Il se place à leur tête et voilà mon bataillon qui se met en marche. Un aboi bref, la troupe s'arrête devant le traîneau chargé que j'ai laissé, voici une heure, à l'abri d'un boqueteau de sapins, de pauvres sapins rabougris perdus dans la solitude polaire.
Tempest laisse les chiens soumis et s'approche de moi. Cette fois, il n'aboie pas. Il me regarde. Je lis dans ses yeux comme dans un livre et ses yeux me disent:
—Eh bien, qu'attends-tu? Tu ne vois donc pas que nous sommes prêts? Allons, en route, dépêche-toi.

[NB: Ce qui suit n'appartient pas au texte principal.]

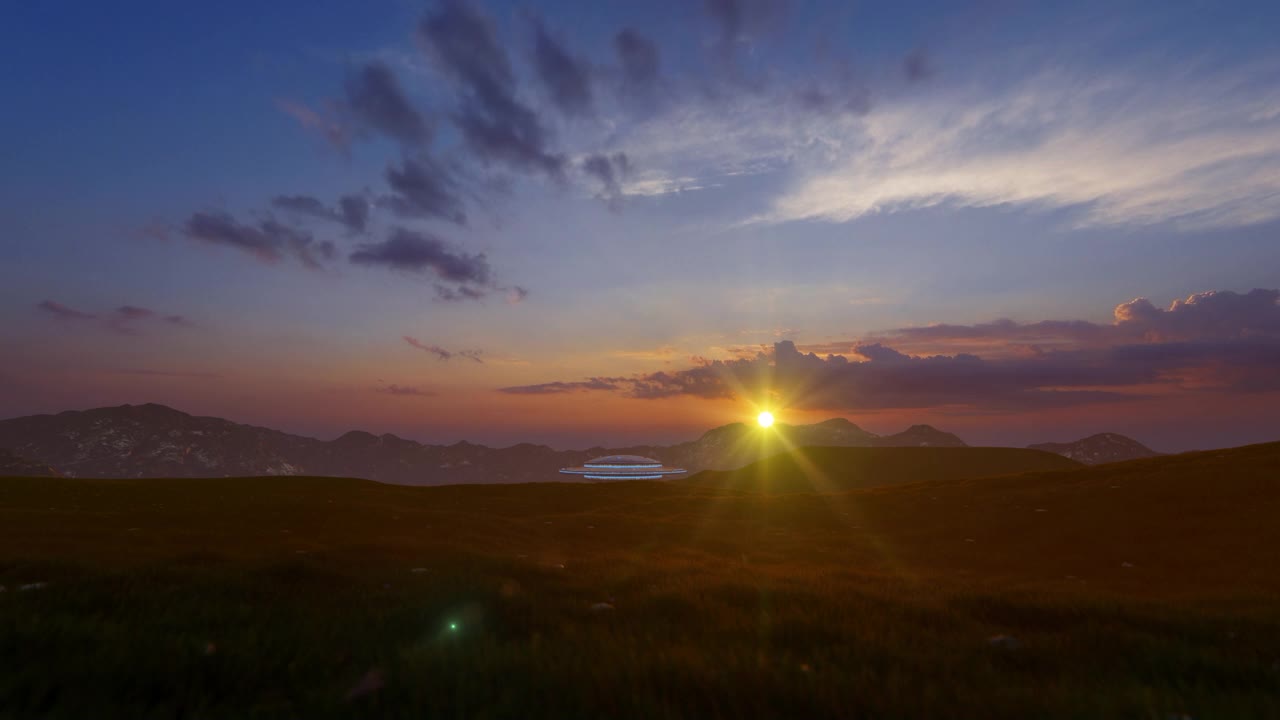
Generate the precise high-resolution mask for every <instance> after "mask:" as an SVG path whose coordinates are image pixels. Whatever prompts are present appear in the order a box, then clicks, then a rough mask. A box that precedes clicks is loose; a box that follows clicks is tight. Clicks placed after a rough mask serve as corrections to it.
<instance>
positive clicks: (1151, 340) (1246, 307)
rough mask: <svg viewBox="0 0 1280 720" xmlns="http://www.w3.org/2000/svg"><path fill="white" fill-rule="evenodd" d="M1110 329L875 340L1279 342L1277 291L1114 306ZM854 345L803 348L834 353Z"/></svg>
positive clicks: (1009, 323)
mask: <svg viewBox="0 0 1280 720" xmlns="http://www.w3.org/2000/svg"><path fill="white" fill-rule="evenodd" d="M1112 316H1114V318H1115V322H1114V323H1111V324H1101V323H1091V322H1085V320H1042V322H1038V323H1015V322H1014V320H1009V319H1001V320H995V322H992V323H979V324H975V325H947V324H938V325H925V327H916V328H899V329H895V331H890V332H887V333H882V334H881V336H878V337H879V338H882V340H883V341H884V342H893V343H899V345H910V346H933V347H948V346H970V347H977V346H982V345H988V346H992V347H1000V346H1001V345H1004V346H1012V345H1018V346H1039V347H1096V346H1103V345H1120V343H1134V342H1175V341H1207V340H1251V338H1260V337H1268V338H1280V290H1262V288H1258V290H1253V291H1249V292H1247V293H1238V292H1233V291H1210V292H1201V293H1196V295H1190V296H1188V297H1187V299H1185V300H1175V301H1174V302H1172V304H1170V306H1169V309H1165V310H1161V309H1160V307H1156V306H1155V305H1153V304H1152V302H1151V301H1149V300H1147V299H1146V297H1138V299H1134V300H1130V301H1128V302H1121V304H1120V305H1116V307H1115V310H1114V311H1112ZM852 345H855V343H829V345H824V346H809V347H806V348H808V350H817V351H819V352H822V351H831V352H840V351H844V350H849V348H850V347H851V346H852Z"/></svg>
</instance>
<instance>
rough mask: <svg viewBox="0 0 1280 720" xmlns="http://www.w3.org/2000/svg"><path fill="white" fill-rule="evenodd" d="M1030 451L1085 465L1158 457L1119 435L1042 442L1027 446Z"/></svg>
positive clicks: (1132, 441)
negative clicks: (1058, 457)
mask: <svg viewBox="0 0 1280 720" xmlns="http://www.w3.org/2000/svg"><path fill="white" fill-rule="evenodd" d="M1027 447H1029V448H1032V450H1041V451H1044V452H1053V454H1056V455H1061V456H1064V457H1070V459H1071V460H1078V461H1080V462H1084V464H1085V465H1101V464H1103V462H1121V461H1124V460H1137V459H1139V457H1155V456H1157V455H1160V454H1158V452H1156V451H1155V450H1151V448H1149V447H1147V446H1146V445H1142V443H1140V442H1138V441H1135V439H1133V438H1130V437H1125V436H1123V434H1120V433H1097V434H1092V436H1089V437H1087V438H1080V439H1078V441H1075V442H1042V443H1037V445H1028V446H1027Z"/></svg>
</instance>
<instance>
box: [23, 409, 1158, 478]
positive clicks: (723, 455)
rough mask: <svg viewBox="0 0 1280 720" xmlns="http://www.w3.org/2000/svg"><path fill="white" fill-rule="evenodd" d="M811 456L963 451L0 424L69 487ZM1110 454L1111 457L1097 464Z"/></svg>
mask: <svg viewBox="0 0 1280 720" xmlns="http://www.w3.org/2000/svg"><path fill="white" fill-rule="evenodd" d="M1097 437H1101V436H1097ZM1114 437H1121V436H1114ZM1088 439H1091V438H1087V439H1085V441H1080V442H1087V441H1088ZM1123 439H1128V438H1123ZM1128 442H1129V443H1133V445H1134V446H1137V447H1142V446H1140V445H1138V443H1135V442H1134V441H1128ZM812 446H823V447H965V442H964V441H961V439H960V438H959V437H956V436H954V434H951V433H946V432H942V430H938V429H937V428H933V427H929V425H911V427H910V428H908V429H906V430H904V432H901V433H896V434H890V436H877V434H874V433H870V432H868V430H864V429H861V428H859V427H858V425H855V424H854V423H851V421H849V420H846V419H844V418H833V419H831V420H824V421H822V423H815V424H810V425H787V424H781V423H780V424H777V425H774V427H773V428H771V429H768V430H763V429H760V428H756V427H754V425H748V424H744V423H732V424H728V425H722V427H719V428H714V429H710V430H708V432H707V433H704V434H703V436H701V437H699V438H698V439H695V441H690V442H682V443H677V445H672V446H632V447H609V448H605V447H593V448H588V450H554V448H552V447H548V446H544V445H530V443H521V445H515V446H511V447H502V448H493V447H486V446H483V445H475V443H470V442H457V443H453V445H448V446H444V445H424V443H419V442H415V441H411V439H404V438H401V437H397V436H393V434H381V436H375V434H371V433H366V432H361V430H352V432H348V433H346V434H343V436H342V437H339V438H337V439H333V441H321V439H316V438H308V437H302V436H294V434H289V433H283V432H279V430H273V429H269V428H260V427H255V425H244V424H238V423H233V421H230V420H224V419H221V418H204V416H195V415H189V414H187V413H182V411H179V410H174V409H172V407H166V406H164V405H155V404H147V405H122V406H118V407H99V409H93V410H83V411H67V413H59V414H56V415H29V416H24V418H14V419H9V420H0V448H3V450H5V451H6V452H4V454H0V474H9V475H17V474H27V475H49V474H61V475H67V477H81V478H196V477H247V475H332V477H353V478H367V479H371V480H379V482H385V483H397V484H454V483H517V482H545V480H559V479H563V475H559V474H558V473H557V470H558V469H559V468H564V466H570V465H580V464H582V462H584V461H586V460H590V459H591V457H598V456H602V455H644V456H648V457H654V459H658V460H660V461H663V462H664V464H668V465H676V466H680V468H685V469H687V470H690V471H691V473H694V471H699V470H731V469H735V468H741V466H744V465H746V464H749V462H754V461H756V460H760V459H763V457H768V456H771V455H776V454H778V452H782V451H786V450H790V448H794V447H812ZM1064 447H1065V446H1064ZM1117 447H1119V446H1117ZM1034 448H1037V450H1044V448H1046V447H1042V446H1034ZM1142 450H1146V448H1144V447H1143V448H1142ZM1068 451H1070V452H1076V454H1079V455H1082V456H1080V457H1074V459H1076V460H1079V461H1082V462H1089V457H1093V456H1100V457H1101V456H1103V455H1106V454H1102V452H1101V451H1098V452H1093V451H1078V450H1074V448H1069V450H1068ZM1051 452H1057V454H1059V455H1066V452H1059V451H1056V450H1051ZM1146 452H1148V454H1149V452H1151V451H1149V450H1146ZM1112 455H1116V452H1112V454H1111V455H1107V457H1111V456H1112ZM1066 456H1068V457H1073V456H1071V455H1066ZM1116 459H1119V457H1116Z"/></svg>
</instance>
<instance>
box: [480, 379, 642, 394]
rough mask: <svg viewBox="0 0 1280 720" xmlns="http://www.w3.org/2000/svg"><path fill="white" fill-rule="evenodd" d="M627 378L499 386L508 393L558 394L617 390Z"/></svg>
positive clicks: (595, 379)
mask: <svg viewBox="0 0 1280 720" xmlns="http://www.w3.org/2000/svg"><path fill="white" fill-rule="evenodd" d="M625 382H627V380H626V378H588V379H585V380H581V382H573V383H541V384H535V386H512V387H503V388H498V392H506V393H508V395H557V393H563V392H581V391H588V389H604V391H616V389H621V388H622V384H621V383H625Z"/></svg>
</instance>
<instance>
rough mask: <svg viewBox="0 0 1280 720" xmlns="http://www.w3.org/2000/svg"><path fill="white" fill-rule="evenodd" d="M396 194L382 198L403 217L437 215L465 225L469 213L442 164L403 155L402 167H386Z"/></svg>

—Tempest, old fellow, vous êtes maboule. Nous venons d'arriver et vous voulez repartir. Le traîneau est lourdement chargé, l'étape a été rude, vos frères sont fatigués. Tous n'ont pas vos jarrets d'acier. Depuis huit jours que nous sommes en route, j'ai moi-même les reins en capilotade, il fait doux ici, le vent ne souffle pas. Patientez, patientez. «Il y a un temps qui trempe et l'autre qui détrempe», dit-on en languedocien, mais vous n'entendez pas la langue de mes pères, donc fichez-moi la paix.
Ce discours, accompagné d'une tape peu rude, ne satisfait pas mon ami. Il est sensible cependant à ce qu'il croit une caresse. Il s'approche et avec son crâne qu'il a dur et bossué, il me donne des coups à la façon des béliers…
—Il faut vous obéir, soit, mais vraiment vous êtes insupportable.
D'un coup sec, je ferme mon couteau qui claque. Il a compris le signal. Il est fier de s'être fait entendre. Il bondit et jappe, joyeux, la queue en coquille d'escargot… En maugréant contre ma faiblesse, je range mon assiette après l'avoir lavée d'une poignée de neige. Je boucle mon sac.
—En route, puisque vous le voulez. Vous êtes le maître de ma vie, allez devant, je vous suis…
Pendant que j'attelle ses compagnons, Tempest reste à mes côtés, surveillant tous mes gestes; la dernière courroie serrée, il va de lui-même se placer en tête. A peine son harnais est-il assuré, qu'il lance l'appel du départ et file un train d'enfer.
J'ai juste le temps de sauter sur le taku où je tombe debout, les rênes en main.